A case of acute retinal necrosis: JAMA
An otherwise healthy woman in her 30s presented to an outside health care professional with a 2-day history of floaters in her left eye. She denied additional ocular symptoms and reported no relevant medical, ocular, or family history; medication use; or allergies. The findings of a review of systems were unremarkable.

A workup for posterior uveitis was initiated, and the patient began therapy with oral antiviral and oral corticosteroid medications. One week later, her symptoms had worsened, and she was referred for consultation.

Best corrected visual activity was 20/15 OD and 20/16 OS. Intraocular pressures, extraocular movements, visual fields by confrontation, and pupil responses were normal. Anterior segment examination and dilated fundus examination of the right eye had normal findings. However, the left eye had 3+ and anterior chamber cell and 1+ flare, non-granulomatous keratic precipitates, and a clear lens.

The dilated fundus examination revealed 2+ vitritis, a hyperemic disc with blurred margins, macular striae with a blunted foveal reflex, and vascular sheathing with segmental periarteriolar inflammatory plaques in multiple quadrants.

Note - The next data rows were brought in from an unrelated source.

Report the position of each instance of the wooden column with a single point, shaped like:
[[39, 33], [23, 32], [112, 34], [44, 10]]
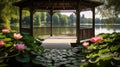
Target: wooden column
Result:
[[51, 14], [31, 21], [93, 21], [20, 20], [78, 23]]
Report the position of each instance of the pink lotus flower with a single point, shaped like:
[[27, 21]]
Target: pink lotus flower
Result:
[[5, 31], [17, 36], [96, 39], [20, 47], [85, 44], [2, 43]]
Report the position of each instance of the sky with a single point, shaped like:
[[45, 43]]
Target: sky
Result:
[[88, 14]]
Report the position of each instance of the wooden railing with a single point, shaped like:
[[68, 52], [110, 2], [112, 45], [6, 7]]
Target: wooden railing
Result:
[[86, 33]]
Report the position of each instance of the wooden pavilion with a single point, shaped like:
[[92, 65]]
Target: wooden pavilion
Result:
[[51, 5]]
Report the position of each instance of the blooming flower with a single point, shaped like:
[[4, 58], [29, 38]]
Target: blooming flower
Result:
[[17, 36], [85, 44], [2, 43], [96, 39], [5, 31], [20, 47]]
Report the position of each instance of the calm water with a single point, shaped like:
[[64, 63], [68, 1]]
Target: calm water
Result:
[[71, 31]]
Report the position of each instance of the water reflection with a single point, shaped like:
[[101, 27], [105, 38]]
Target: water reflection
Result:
[[71, 31]]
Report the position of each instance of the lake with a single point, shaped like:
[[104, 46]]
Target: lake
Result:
[[71, 31]]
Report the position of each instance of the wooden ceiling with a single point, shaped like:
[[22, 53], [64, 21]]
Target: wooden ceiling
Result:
[[82, 5]]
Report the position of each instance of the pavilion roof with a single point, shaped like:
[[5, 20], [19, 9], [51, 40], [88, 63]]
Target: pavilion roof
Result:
[[57, 4]]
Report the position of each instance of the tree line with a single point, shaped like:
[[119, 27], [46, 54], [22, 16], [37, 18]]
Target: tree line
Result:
[[9, 14]]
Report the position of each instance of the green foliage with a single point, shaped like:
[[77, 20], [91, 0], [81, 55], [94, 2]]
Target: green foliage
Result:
[[9, 50], [104, 53]]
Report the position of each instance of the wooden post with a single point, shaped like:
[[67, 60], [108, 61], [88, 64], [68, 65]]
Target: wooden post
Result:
[[31, 21], [20, 20], [93, 21], [51, 14], [78, 23]]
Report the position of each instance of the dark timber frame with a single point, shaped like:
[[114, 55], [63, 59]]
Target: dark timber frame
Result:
[[51, 5]]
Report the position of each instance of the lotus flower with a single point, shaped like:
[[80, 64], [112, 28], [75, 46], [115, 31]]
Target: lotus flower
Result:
[[85, 44], [96, 39], [5, 31], [20, 47], [17, 36], [2, 43]]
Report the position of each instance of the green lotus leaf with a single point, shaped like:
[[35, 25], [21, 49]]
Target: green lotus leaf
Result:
[[2, 36], [24, 58], [37, 61], [8, 45], [7, 39]]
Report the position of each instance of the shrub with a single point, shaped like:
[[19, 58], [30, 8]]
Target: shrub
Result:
[[104, 53]]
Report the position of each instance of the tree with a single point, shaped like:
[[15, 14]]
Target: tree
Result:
[[110, 10], [72, 19], [7, 10], [55, 20]]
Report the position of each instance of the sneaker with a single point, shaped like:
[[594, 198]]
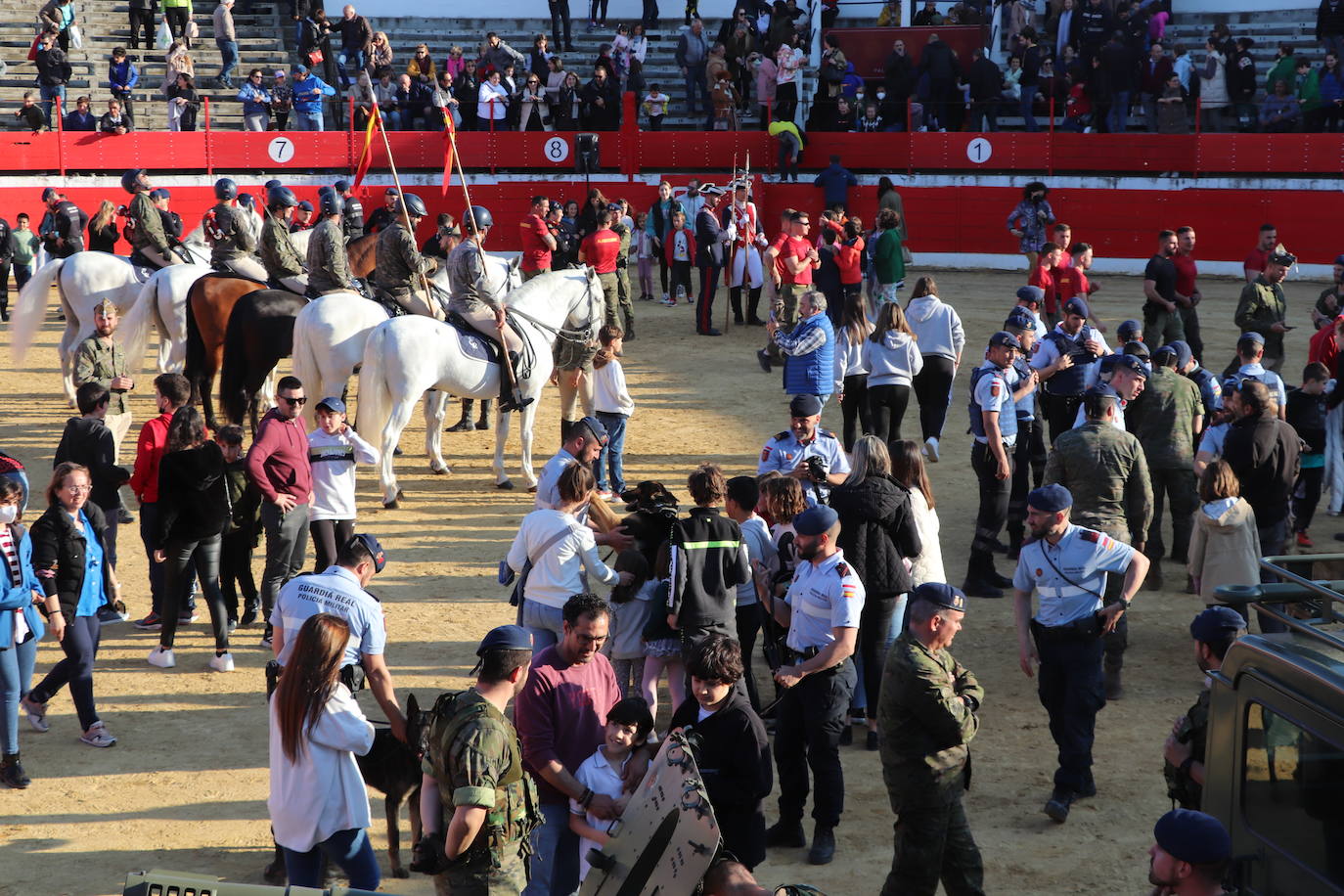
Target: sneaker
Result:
[[98, 735], [161, 657]]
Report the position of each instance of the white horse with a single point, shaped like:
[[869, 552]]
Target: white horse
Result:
[[82, 281], [331, 332], [410, 355]]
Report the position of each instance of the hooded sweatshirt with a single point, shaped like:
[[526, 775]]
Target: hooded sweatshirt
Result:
[[893, 362], [935, 326]]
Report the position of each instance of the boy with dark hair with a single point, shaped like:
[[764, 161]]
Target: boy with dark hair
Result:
[[732, 749]]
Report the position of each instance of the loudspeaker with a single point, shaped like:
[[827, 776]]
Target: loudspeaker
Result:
[[588, 158]]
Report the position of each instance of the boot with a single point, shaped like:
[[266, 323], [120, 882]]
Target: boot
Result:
[[466, 424]]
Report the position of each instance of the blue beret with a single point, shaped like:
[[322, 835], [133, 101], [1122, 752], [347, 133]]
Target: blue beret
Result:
[[1192, 837], [1052, 499], [1215, 622], [940, 594], [815, 520], [506, 639]]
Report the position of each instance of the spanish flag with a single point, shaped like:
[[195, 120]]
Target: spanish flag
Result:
[[366, 157]]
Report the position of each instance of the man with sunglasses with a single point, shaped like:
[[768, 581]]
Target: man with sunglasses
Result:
[[279, 465]]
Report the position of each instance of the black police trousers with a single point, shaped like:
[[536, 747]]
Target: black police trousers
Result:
[[1071, 691], [807, 735]]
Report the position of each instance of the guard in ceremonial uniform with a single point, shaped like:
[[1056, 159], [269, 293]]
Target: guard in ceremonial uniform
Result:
[[1067, 362], [230, 234], [994, 424], [1214, 632], [1106, 471], [822, 611], [473, 780], [1066, 564], [791, 450], [926, 715]]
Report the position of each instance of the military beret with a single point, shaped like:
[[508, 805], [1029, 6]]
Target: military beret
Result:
[[815, 520], [1215, 622], [506, 639], [940, 594], [804, 406], [1052, 499], [1192, 837]]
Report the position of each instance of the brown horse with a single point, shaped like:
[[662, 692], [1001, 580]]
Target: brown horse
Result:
[[208, 305]]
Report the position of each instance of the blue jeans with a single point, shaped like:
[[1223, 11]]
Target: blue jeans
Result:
[[347, 848], [556, 855], [227, 58], [15, 677], [613, 453]]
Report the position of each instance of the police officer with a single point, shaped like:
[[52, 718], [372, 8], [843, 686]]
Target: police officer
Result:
[[473, 770], [340, 590], [926, 715], [822, 612], [994, 424], [1214, 632], [476, 298], [1066, 564], [1167, 418], [328, 265], [1106, 471], [230, 234], [1066, 362], [791, 450]]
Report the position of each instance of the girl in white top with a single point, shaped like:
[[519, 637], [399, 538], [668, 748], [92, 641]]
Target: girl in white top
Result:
[[563, 555], [334, 449], [317, 799]]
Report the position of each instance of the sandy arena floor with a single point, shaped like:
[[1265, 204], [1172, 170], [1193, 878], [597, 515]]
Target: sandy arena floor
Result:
[[187, 782]]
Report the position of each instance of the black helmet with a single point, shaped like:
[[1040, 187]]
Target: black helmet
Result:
[[477, 218], [281, 198], [130, 182], [331, 203], [414, 205]]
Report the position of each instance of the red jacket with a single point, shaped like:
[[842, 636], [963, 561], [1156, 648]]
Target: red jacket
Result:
[[150, 450]]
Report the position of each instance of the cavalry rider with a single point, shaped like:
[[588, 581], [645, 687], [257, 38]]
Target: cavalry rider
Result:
[[476, 299], [328, 265], [746, 250], [151, 242], [230, 234], [62, 226], [283, 263]]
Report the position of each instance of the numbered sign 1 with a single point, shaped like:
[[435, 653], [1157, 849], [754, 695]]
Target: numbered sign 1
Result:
[[281, 150], [557, 150], [978, 151]]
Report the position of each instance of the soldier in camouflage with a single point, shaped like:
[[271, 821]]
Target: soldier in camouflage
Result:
[[1167, 418], [473, 780], [1214, 632], [926, 715], [1105, 469]]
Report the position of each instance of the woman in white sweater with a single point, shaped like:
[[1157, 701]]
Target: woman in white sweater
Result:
[[938, 331], [317, 801], [893, 360]]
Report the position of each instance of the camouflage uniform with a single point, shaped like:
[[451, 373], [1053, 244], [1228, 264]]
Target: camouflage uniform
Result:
[[328, 265], [1105, 469], [1163, 420], [476, 759], [1260, 308], [927, 716], [1193, 731]]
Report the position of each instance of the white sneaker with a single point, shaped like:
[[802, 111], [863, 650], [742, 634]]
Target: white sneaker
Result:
[[931, 448], [161, 657]]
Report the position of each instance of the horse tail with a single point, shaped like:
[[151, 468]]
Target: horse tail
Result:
[[32, 306]]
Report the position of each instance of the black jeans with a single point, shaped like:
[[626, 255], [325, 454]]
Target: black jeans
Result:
[[933, 389], [178, 567]]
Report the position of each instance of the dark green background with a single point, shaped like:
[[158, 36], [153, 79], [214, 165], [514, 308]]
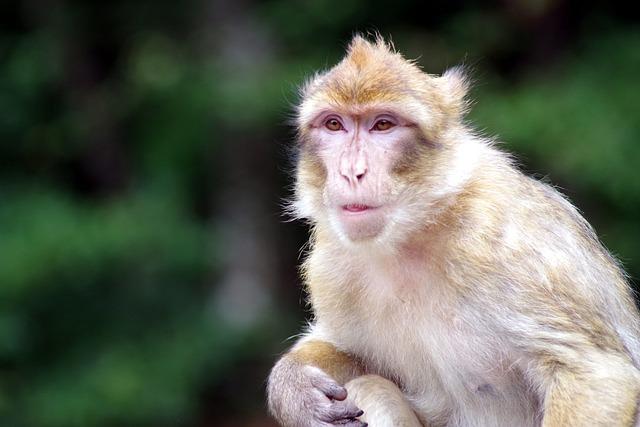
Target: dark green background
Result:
[[147, 275]]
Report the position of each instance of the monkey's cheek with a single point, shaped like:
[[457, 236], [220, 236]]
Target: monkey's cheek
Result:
[[362, 226]]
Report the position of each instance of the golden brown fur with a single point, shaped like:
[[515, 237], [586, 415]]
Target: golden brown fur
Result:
[[484, 299]]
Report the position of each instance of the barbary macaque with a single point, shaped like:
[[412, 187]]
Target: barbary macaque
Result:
[[447, 288]]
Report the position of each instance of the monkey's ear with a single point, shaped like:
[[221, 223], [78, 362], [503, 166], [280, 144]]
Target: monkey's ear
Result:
[[455, 84]]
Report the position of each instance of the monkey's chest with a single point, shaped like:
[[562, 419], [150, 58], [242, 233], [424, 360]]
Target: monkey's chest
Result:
[[454, 372]]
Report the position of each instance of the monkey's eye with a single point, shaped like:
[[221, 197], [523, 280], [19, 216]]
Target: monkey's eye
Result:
[[383, 124], [333, 124]]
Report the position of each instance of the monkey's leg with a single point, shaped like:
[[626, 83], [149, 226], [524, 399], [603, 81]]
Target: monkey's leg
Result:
[[383, 403], [601, 391]]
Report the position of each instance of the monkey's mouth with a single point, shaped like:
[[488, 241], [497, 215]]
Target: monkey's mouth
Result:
[[356, 208]]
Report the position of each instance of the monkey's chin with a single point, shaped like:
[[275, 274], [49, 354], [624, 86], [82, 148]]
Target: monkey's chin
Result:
[[361, 225]]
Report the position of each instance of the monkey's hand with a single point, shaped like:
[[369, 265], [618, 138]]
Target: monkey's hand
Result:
[[305, 396]]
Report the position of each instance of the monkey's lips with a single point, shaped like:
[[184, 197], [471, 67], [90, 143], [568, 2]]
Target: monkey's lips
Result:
[[356, 208], [361, 221]]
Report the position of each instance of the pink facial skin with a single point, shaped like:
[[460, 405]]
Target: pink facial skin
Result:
[[358, 152]]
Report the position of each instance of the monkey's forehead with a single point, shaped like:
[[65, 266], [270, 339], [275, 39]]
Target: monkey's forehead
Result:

The peripheral retina had well demarcated peripheral retinal whitening with scalloped margins and intra-retinal hemorrhages in all quadrants (Figure 1A, B). Four days later, repeat fundus photography showed that the peripheral lesions had coalesced into larger circumferential necrotic regions (Fig 1C).

The patient received a diagnosis of acute retinal necrosis on the basis of clinical findings, with aqueous fluid polymerase chain reaction confirming varicella-zoster virus DNA. Multifocal, full thickness peripheral retinal whitening with scalloped borders and vitritis in a healthy adult is a classical presentation.